I am fairly new to deep learning and machine learning in general and have been trying to teach myself.
I’m interested in understanding when and how to effectively use dropout in a CNN. While researching, I’ve encountered conflicting advice regarding its placement. Some suggest using dropout after each fully-connected layer, while others recommend applying it only after every convolutional layer or even at both points. This post has an unaccepted answer which provides some brief details but I remain uncertain.
Placing it after every conv and fully connected layer seems overly aggressive. This is what I am currently doing. My CNN is trying to classify images using a custom dataset and I am struggling to get it past 50% validation accuracy so I am experiencing more with dropout:
def forward(self, x):
x = self.bn1(F.relu(self.pool(self.conv1(x))))

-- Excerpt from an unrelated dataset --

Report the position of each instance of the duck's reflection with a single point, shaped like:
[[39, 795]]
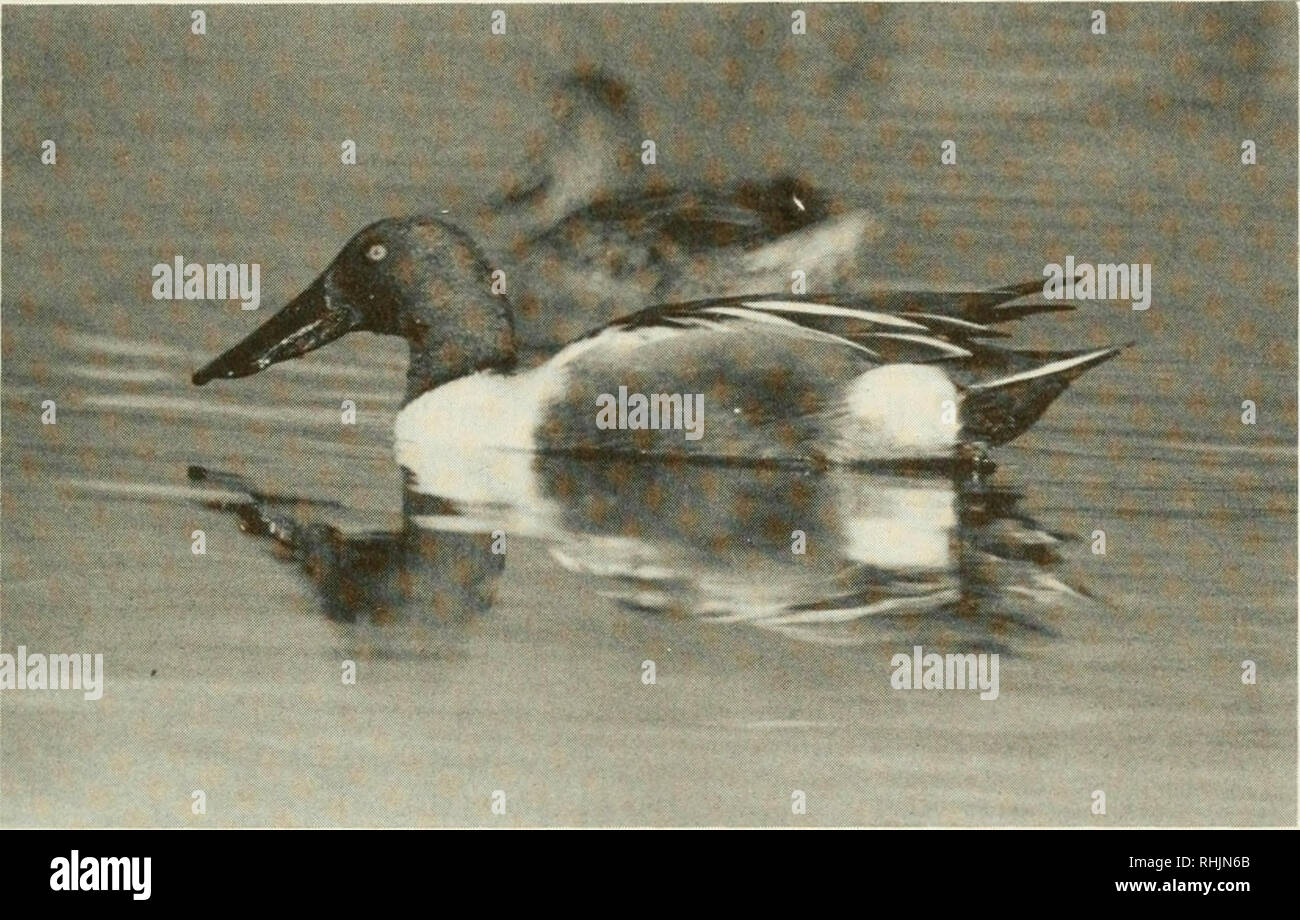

x = F.relu(self.conv11(x))
x = F.relu(self.conv11(x))
x = F.relu(self.conv11(x))
x = self.bn2(F.relu(self.pool(self.conv2(x))))
x = F.relu(self.conv21(x))
x = F.relu(self.conv21(x))
x = F.relu(self.conv21(x))
x = self.bn3(F.relu(self.pool(self.conv3(x))))
x = F.relu(self.conv31(x))
x = F.relu(self.conv31(x))
x = F.relu(self.conv31(x))
x = self.bn4(F.relu(self.pool(self.conv4(x))))
x = x.view(-1, 4 * 4 * 64)
x = self.dropout(x)
x = F.relu(self.fc(x))
x = self.dropout(x)
x = self.fc2(x)
return torch.log_softmax(x, dim=1)
I am wondering when exactly you would place dropout in the forward pass to ensure it's effective.
Would appreciate any insight. Thanks in advance.